In chat with Merkel, Netanyahu says Israel worried about rising anti-Semitism

Congratulating the German chancellor on her election victory, PM refrains from direct comment on rise of far-right AfD

Raphael Ahren is a former diplomatic correspondent at The Times of Israel.

German Chancellor Angela Merkel, right, and Prime Minister Benjamin Netanyahu,  at the Chancellery in Berlin (AP/Wolfgang Rattayl)
German Chancellor Angela Merkel, right, and Prime Minister Benjamin Netanyahu, at the Chancellery in Berlin (AP/Wolfgang Rattayl)

Israel is concerned about the rise of anti-Semitic elements within German politics, Prime Minister Benjamin Netanyahu said Tuesday, in an apparent first allusion to the rise of the far-right Alternative for Germany party in Sunday’s Bundestag elections.

In a telephone call with Chancellor Angela Merkel, who was reelected to lead the country for a fourth term, Netanyahu called on the next German government to assume “historic responsibility” and reject efforts to deny or marginalize the Holocaust.

He did not denounce the Alternative for Germany, known in Germany as AfD, instead highlighting Israel’s concern about rising anti-Semitism from various corners.

“I called on the to-be-formed government to act in order to strengthen the forces in Germany that accept the historic responsibility,” he said, according to a somewhat cryptic readout of the conversation provided by the Prime Minister’s Office.

“Israel is worried about the rise of anti-Semitism in recent years among political elements on the right and on the left, as well as among Islamist elements.”

The Jewish state not only rejects Holocaust denial, but also any attempts to deny “responsibility,” the readout went, noting that the two were different things.

The comment on ostensible efforts to evade responsibility for the Holocaust may have been a reference to controversial statements made by AfD politicians.

In January, Thuringian AfD leader Björn Höcke derided the Berlin Holocaust memorial as a “monument of shame,” and called for a “180-degree reversal on the politics of remembrance.” National party leaders have sought to oust Höcke over those statements.

Last week, senior AfD leader Alexander Gauland raised eyebrows when he said Germans have the right to be “proud” of the soldiers who fought for their country in the two world wars.

Leadership members of the hard-right party AfD (Alternative für Deutschland) Alexander Gauland and Alice Weidel meet prior to a press conference on the day after the German General elections on September 25, 2017 in Berlin. (AFP PHOTO/John MACDOUGALL)

The Jewish community largely condemned the election victory of the far-right party, which garnered nearly 13 percent of the vote in Sunday’s national poll, making it the country’s third-largest faction in parliament.

The AfD, derided by critics as anti-Semitic and racist, is the first openly anti-immigrant, far-right party to enter the Bundestag since World War II.

Merkel cruised to a fourth term with 33 percent of the vote, even though the head of the center-right Christian Democratic Union lost significantly compared to the last elections.

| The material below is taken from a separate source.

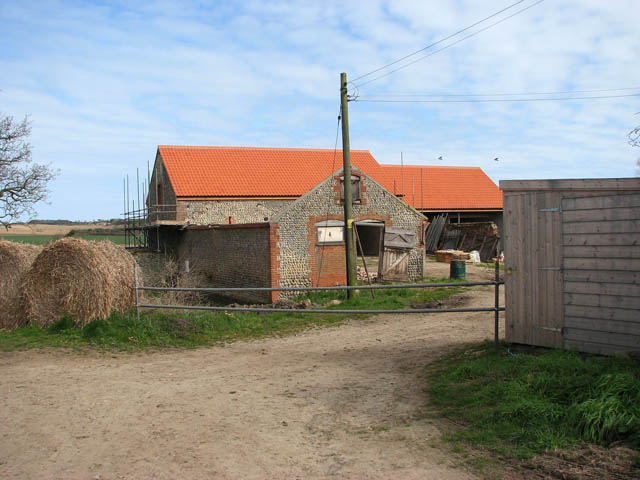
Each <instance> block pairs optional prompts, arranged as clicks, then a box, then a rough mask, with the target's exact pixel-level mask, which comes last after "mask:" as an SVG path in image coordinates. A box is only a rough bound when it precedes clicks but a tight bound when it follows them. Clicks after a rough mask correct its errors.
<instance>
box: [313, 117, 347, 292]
mask: <svg viewBox="0 0 640 480" xmlns="http://www.w3.org/2000/svg"><path fill="white" fill-rule="evenodd" d="M341 121H342V105H340V108H339V109H338V124H337V125H336V141H335V144H334V145H333V163H332V164H331V172H329V176H331V175H333V172H334V171H335V168H336V155H337V152H338V134H339V132H340V122H341ZM330 208H331V196H330V195H329V196H327V210H326V212H327V213H325V219H326V220H329V209H330ZM323 258H324V246H323V247H322V248H321V249H320V264H319V265H318V276H317V277H316V287H319V286H320V274H321V273H322V260H323Z"/></svg>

According to political scientists and various polls, many traditional CDU voters flocked to the AfD.

After the election results were announced late Sunday, Netanyahu congratulated Merkel, calling her a true friend of Israel.

A day later, Netanyahu hinted that Merkel’s victory bodes well for his own prospects of reelection. “It’s good that someone wins for the fourth time, it’s an omen for a fifth,” Netanyahu said at a toast for the Jewish New Year at the Prime Minister’s Office in Jerusalem. Netanyahu has been elected four times and announced that he intends to run for a fifth term in 2019.

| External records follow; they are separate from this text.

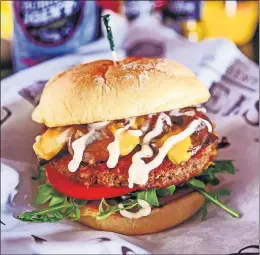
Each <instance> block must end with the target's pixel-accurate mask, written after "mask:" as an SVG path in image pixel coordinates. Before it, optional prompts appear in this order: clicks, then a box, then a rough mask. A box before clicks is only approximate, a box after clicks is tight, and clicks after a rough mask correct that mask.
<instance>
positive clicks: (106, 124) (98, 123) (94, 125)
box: [88, 121, 110, 130]
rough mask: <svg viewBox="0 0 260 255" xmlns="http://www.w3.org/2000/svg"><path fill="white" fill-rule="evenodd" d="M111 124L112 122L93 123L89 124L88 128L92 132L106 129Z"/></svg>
mask: <svg viewBox="0 0 260 255" xmlns="http://www.w3.org/2000/svg"><path fill="white" fill-rule="evenodd" d="M109 122H110V121H103V122H96V123H91V124H88V127H89V128H90V130H92V129H95V130H100V129H102V128H104V127H105V126H107V125H108V123H109Z"/></svg>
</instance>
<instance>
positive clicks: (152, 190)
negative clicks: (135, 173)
mask: <svg viewBox="0 0 260 255" xmlns="http://www.w3.org/2000/svg"><path fill="white" fill-rule="evenodd" d="M137 199H142V200H145V201H146V202H147V203H148V204H150V205H151V206H159V201H158V198H157V195H156V190H155V189H149V190H147V191H141V192H138V193H137Z"/></svg>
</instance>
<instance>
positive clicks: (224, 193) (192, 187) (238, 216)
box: [188, 179, 240, 218]
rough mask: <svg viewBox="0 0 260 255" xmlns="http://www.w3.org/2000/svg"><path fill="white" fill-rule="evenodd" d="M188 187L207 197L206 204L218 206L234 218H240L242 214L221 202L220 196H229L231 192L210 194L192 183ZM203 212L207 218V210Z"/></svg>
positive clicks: (206, 209) (218, 206) (203, 213)
mask: <svg viewBox="0 0 260 255" xmlns="http://www.w3.org/2000/svg"><path fill="white" fill-rule="evenodd" d="M192 180H193V179H192ZM188 185H189V186H191V187H192V188H194V189H195V190H197V191H198V192H199V193H201V194H202V195H203V196H204V197H205V199H206V203H213V204H215V205H217V206H218V207H220V208H222V209H224V210H225V211H226V212H228V213H229V214H230V215H231V216H232V217H236V218H239V217H240V214H239V213H238V212H237V211H235V210H233V209H232V208H230V207H228V206H227V205H226V204H224V203H223V202H222V201H220V199H219V197H220V195H227V194H229V191H227V190H226V189H225V190H222V191H219V192H217V193H215V194H209V193H208V192H207V191H206V190H204V189H203V188H200V187H198V186H196V185H193V184H192V182H191V181H189V182H188ZM202 210H203V217H204V218H205V217H206V215H207V209H206V208H205V207H204V208H203V209H202Z"/></svg>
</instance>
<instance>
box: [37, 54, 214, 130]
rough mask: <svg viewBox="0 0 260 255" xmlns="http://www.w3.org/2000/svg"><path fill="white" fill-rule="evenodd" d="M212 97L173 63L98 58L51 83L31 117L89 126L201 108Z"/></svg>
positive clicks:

Until Tuesday’s call with Merkel, however, he had not even alluded to the AfD’s rise. During their conversation, Netanyahu congratulated Merkel again, praising her as a true friend of Israel and the Jewish people.

“The State of Israel is confident that under her leadership the special relations between Germany and Israel will continue to deepen and flourish,” according to the PMO.

Germany’s Chancellor Angela Merkel and Prime Minister Benjamin Netanyahu give a joint press conference at the prime minister’s residence in Jerusalem on February 24, 2014. (Olivier Fitoussi/POOL/Flash90)

Merkel told Netanyahu that she wants to hold an intergovernmental meeting between the German and Israeli cabinets as soon as her next government is formed. Due to her party’s losses and the AfD’s rise, she is facing weeks of grueling coalition negotiations. She has ruled out sitting in coalition with the AfD.

The so-called G2G consultations were originally planned for May 2017, but Merkel asked for a postponement. The official reason for the delay was the chancellor’s need to dedicate time to her election campaign, but sources in Berlin at the time hinted that Merkel was angry at Netanyahu for a series of hawkish moves vis-a-vis the Palestinians.